Things that seem related but aren’t:
Today I went to the hospital about my eyes for the 5th time. It’s been a surprising constant over six months that have turned upside down in virtually every other way. Ever since I started experiencing blurry vision in September, the pattern has been the same: go to the hospital (or GP, or eye doctor), have them tell me I’m suffering from (dry eyes, an infection, something else), attempt to figure out why (with a diagnosis that always changes), and prescribe me different eye drops.
They couldn’t figure it out. An infection? Contacts? A reaction to preservatives?
8 doctors, 8 different ideas, each with their own favorite eye drops.
Meanwhile, the rug felt like it was being pulled out from under me. Work stopped going well. The people I built my life around at Oxford left. My relationship was in tatters. My body was failing me, with separate trips to the hospital for a broken nose and also some scary tests that, with hindsight, don’t seem like such a big deal but definitely were at the time.
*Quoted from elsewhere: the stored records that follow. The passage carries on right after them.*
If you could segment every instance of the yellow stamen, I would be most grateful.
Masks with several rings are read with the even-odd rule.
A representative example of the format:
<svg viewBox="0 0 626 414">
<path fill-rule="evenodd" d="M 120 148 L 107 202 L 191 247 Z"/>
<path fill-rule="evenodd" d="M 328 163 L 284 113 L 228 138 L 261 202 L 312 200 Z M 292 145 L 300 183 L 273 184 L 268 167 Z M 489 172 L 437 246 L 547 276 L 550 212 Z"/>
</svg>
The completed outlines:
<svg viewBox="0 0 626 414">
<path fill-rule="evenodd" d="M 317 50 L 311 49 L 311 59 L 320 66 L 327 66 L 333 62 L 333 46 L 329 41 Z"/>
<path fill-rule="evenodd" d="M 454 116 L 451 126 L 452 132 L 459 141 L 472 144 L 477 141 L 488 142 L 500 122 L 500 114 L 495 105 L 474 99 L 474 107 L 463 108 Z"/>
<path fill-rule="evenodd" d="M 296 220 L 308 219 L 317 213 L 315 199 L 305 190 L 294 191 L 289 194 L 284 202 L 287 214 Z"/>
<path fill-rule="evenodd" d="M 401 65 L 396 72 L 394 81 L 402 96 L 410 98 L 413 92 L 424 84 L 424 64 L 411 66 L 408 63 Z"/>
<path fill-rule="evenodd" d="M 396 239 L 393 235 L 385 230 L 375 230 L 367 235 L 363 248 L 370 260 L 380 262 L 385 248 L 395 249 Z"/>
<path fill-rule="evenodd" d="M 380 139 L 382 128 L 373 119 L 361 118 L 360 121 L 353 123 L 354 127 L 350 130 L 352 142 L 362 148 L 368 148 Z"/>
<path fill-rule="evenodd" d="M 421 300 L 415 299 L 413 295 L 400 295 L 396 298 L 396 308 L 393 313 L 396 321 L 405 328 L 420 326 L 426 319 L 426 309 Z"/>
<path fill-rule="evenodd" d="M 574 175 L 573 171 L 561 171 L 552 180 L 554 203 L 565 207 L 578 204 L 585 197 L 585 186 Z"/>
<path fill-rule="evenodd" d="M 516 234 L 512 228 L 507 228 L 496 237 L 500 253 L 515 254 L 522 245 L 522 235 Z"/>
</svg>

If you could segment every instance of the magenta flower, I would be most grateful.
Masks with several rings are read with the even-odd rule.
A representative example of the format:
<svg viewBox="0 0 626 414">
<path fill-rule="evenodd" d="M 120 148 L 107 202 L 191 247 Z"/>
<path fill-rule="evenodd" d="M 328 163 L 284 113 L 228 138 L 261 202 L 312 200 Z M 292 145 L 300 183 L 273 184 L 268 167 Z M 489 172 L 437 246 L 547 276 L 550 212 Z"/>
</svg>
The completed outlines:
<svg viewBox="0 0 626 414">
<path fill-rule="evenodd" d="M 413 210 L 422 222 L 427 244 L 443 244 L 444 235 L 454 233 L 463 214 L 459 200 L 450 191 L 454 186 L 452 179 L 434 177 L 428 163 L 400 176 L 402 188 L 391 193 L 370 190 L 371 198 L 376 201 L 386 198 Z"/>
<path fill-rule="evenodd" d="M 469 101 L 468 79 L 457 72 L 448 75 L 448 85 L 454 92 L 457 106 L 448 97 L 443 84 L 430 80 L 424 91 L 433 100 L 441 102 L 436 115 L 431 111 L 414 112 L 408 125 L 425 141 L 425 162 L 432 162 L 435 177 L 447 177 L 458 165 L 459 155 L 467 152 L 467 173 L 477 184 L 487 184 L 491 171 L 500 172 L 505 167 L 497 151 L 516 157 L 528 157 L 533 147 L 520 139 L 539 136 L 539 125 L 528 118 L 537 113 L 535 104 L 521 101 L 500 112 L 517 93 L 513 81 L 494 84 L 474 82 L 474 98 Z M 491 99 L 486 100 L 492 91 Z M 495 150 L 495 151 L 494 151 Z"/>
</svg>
I spent much of the last six months angry, first with God, and later with people that I love. Obsessing with the endings, as everything around me seemed to be taken away.
Today, I walked into the hospital, saw the eye doctor. He looked through my charts and got my story. Then he looked in my eyes. I was fine. There were no pock marks on my eyes. My eyes had healed themselves.
They never figured out what it was. Never got the diagnosis correct. But given enough time, I was able to heal.
And I can’t help but see it as a little invitation. To stop obsessing about the endings. To start to lift my eyes towards the beginnings and opportunities in front of me.
I don’t have to know what went wrong. Enough time can heal.